So what with my work on Oh Teh Noes I was wondering if I could co-opt it to do performance monitoring. As it happens, I couldn't figure out how to do it without doing some serious square-pegging, but it did get me thinking about how I would like to attack the problem. And as is so often that case that eventually turned into me actually attacking the problem. That happens a lot. I nerd snipe myself daily.

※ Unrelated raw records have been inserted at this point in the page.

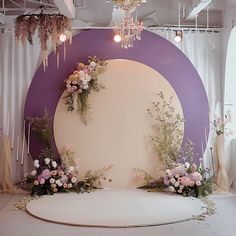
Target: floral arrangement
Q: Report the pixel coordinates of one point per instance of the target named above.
(41, 127)
(187, 179)
(168, 130)
(51, 176)
(220, 124)
(49, 25)
(58, 174)
(124, 4)
(81, 83)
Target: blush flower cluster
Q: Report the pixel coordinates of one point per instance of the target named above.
(49, 177)
(184, 179)
(81, 82)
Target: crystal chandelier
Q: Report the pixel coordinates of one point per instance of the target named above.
(128, 29)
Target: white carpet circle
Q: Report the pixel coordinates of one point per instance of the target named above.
(115, 208)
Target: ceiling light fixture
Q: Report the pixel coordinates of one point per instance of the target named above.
(117, 38)
(63, 37)
(178, 36)
(128, 29)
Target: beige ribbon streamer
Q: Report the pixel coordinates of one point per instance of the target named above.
(6, 166)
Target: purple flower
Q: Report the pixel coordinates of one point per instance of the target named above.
(166, 181)
(46, 174)
(63, 179)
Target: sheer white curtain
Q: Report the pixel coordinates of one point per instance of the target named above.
(17, 66)
(204, 51)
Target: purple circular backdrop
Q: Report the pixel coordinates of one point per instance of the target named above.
(154, 51)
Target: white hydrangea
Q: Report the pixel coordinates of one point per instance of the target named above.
(36, 163)
(58, 183)
(47, 161)
(73, 179)
(33, 172)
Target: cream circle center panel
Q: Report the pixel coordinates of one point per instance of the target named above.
(118, 131)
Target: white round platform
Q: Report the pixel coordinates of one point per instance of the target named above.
(115, 208)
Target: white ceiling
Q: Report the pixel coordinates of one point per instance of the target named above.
(99, 13)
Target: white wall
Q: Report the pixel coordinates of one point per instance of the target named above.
(120, 127)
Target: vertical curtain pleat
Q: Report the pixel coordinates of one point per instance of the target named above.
(204, 51)
(18, 64)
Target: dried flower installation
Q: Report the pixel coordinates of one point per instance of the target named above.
(50, 26)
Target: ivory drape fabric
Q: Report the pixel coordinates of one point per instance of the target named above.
(19, 63)
(6, 165)
(221, 164)
(203, 49)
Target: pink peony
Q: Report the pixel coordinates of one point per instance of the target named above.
(46, 174)
(166, 181)
(63, 179)
(196, 176)
(185, 181)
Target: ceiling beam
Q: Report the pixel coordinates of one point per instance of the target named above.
(196, 8)
(66, 7)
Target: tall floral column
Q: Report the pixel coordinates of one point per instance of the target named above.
(221, 162)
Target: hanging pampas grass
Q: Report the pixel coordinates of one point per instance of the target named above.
(49, 27)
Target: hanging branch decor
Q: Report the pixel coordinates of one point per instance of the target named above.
(49, 26)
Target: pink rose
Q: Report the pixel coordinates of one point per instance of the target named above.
(46, 174)
(185, 181)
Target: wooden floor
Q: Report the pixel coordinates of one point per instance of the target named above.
(19, 223)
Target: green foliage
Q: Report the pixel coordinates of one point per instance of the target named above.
(41, 127)
(79, 87)
(168, 131)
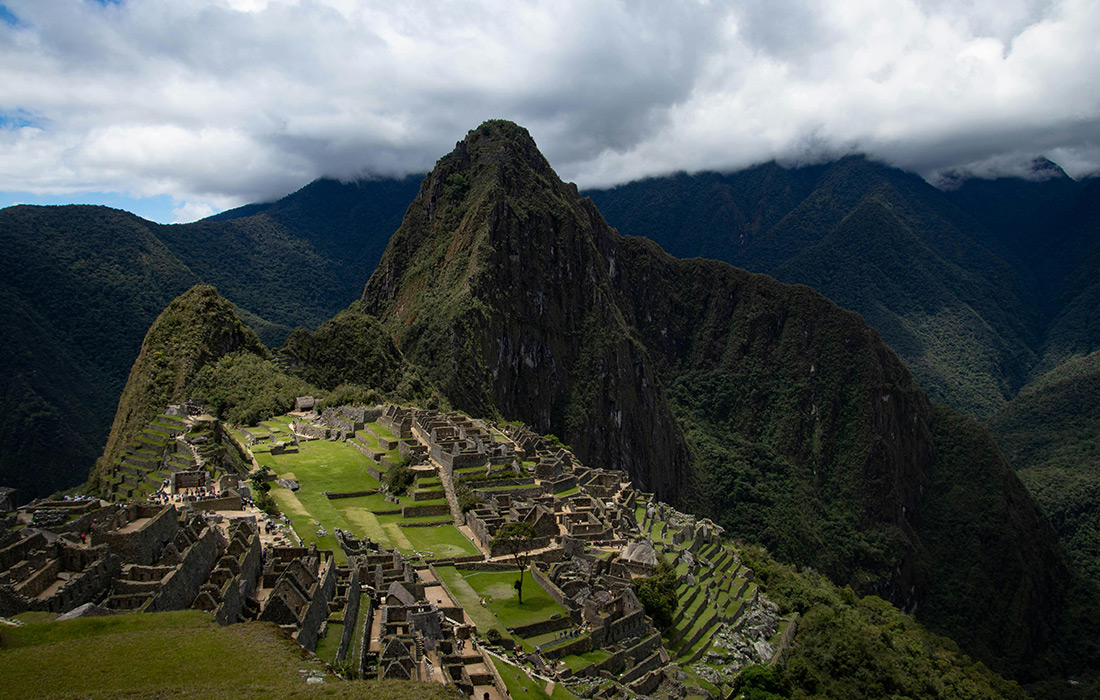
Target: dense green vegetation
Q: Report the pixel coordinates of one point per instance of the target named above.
(352, 354)
(245, 387)
(762, 405)
(941, 288)
(80, 285)
(1051, 433)
(658, 594)
(857, 647)
(196, 329)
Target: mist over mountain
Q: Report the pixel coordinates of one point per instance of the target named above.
(83, 284)
(765, 405)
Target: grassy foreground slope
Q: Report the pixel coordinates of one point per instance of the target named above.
(180, 654)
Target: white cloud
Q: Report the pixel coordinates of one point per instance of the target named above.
(191, 211)
(226, 101)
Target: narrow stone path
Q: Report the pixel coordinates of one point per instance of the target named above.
(452, 500)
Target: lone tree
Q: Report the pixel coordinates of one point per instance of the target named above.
(517, 538)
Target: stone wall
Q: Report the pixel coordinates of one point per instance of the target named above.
(317, 612)
(365, 641)
(180, 587)
(145, 544)
(351, 614)
(426, 511)
(552, 590)
(230, 502)
(89, 584)
(538, 543)
(650, 663)
(543, 626)
(240, 587)
(332, 495)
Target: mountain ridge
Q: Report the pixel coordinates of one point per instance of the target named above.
(502, 276)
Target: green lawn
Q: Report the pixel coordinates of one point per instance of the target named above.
(321, 466)
(442, 540)
(179, 654)
(470, 600)
(497, 589)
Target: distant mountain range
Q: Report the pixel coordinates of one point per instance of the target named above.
(80, 285)
(504, 293)
(987, 291)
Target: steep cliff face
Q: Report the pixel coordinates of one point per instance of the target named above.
(762, 404)
(498, 284)
(196, 329)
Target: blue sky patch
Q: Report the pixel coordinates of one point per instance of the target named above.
(18, 119)
(158, 208)
(8, 17)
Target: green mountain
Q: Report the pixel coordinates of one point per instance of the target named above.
(780, 414)
(987, 290)
(943, 291)
(80, 285)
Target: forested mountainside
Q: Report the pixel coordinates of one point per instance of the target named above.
(944, 291)
(766, 405)
(846, 646)
(80, 285)
(987, 290)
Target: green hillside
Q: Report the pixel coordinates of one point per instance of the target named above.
(80, 285)
(939, 286)
(179, 654)
(765, 405)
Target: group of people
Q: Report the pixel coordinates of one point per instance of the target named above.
(568, 634)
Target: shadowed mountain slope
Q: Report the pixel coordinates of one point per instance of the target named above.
(80, 285)
(943, 291)
(765, 405)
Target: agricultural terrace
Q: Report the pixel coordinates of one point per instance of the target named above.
(338, 467)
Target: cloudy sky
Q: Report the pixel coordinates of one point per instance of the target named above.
(176, 109)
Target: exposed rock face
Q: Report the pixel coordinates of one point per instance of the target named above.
(763, 404)
(498, 283)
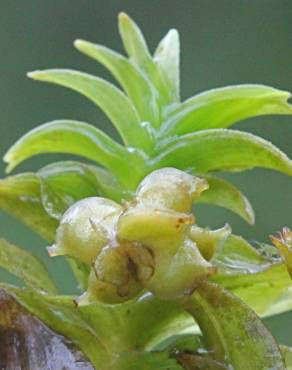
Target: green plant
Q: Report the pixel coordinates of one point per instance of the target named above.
(150, 276)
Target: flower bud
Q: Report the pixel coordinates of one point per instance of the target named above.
(85, 228)
(169, 188)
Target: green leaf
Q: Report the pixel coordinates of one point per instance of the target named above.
(74, 137)
(222, 193)
(222, 107)
(139, 325)
(287, 353)
(247, 273)
(221, 149)
(26, 343)
(110, 99)
(137, 87)
(232, 332)
(167, 57)
(136, 48)
(64, 183)
(20, 196)
(26, 267)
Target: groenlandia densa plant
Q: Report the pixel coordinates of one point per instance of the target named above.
(157, 290)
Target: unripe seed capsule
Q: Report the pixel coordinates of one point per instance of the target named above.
(169, 188)
(85, 228)
(209, 242)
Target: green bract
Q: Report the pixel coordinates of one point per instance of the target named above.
(159, 291)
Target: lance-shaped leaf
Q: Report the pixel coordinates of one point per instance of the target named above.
(27, 343)
(136, 47)
(110, 99)
(74, 137)
(232, 332)
(222, 193)
(134, 42)
(64, 183)
(221, 150)
(132, 80)
(167, 57)
(20, 196)
(222, 107)
(26, 267)
(247, 273)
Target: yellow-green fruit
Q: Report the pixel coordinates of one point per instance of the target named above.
(170, 188)
(113, 279)
(156, 229)
(179, 274)
(85, 228)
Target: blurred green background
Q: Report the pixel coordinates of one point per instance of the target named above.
(223, 42)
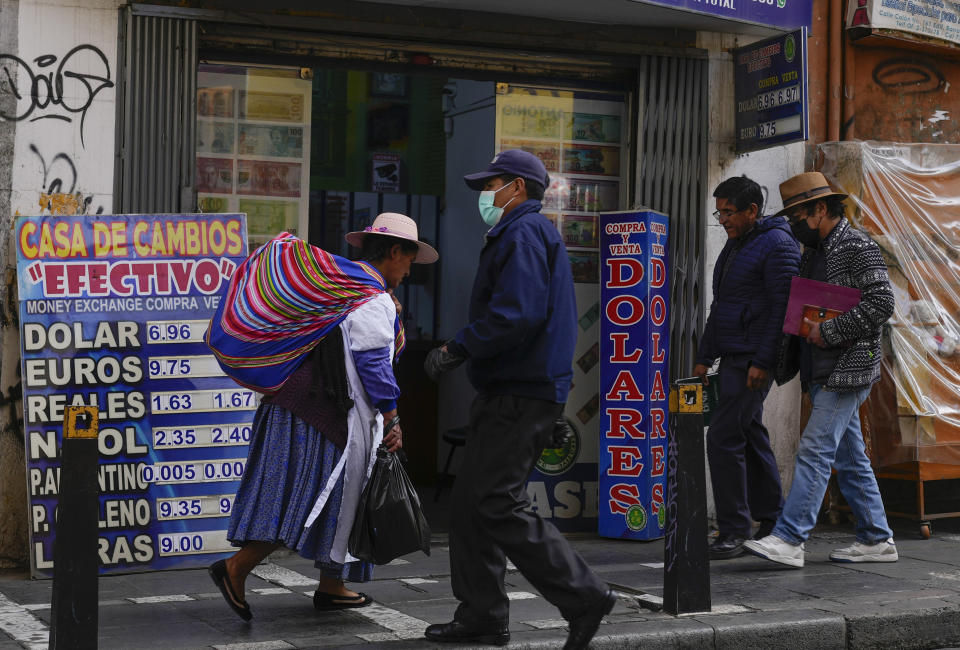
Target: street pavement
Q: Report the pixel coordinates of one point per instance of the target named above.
(913, 603)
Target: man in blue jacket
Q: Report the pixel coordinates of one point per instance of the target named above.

And thus Regarding Your Performance was born. It consists of a Windows service which sits on the host machine and farms basic performance data, and a HTML page which collects that data from a list of hosts via AJAX and drops it into some graphs. It became an excuse for me to learn some new things, so I thought I'd share the experience. This is a fairly high-speed tour so you might want to saunter over to Github and grab the source
InstallUtil Can Die in a Fire
I wanted the agent (the side of the system which resides on the target host and harvests delicious, delicious performance information) to run as a Windows service. But there's one particular element of Windows services that I find especially uncomfortable . . .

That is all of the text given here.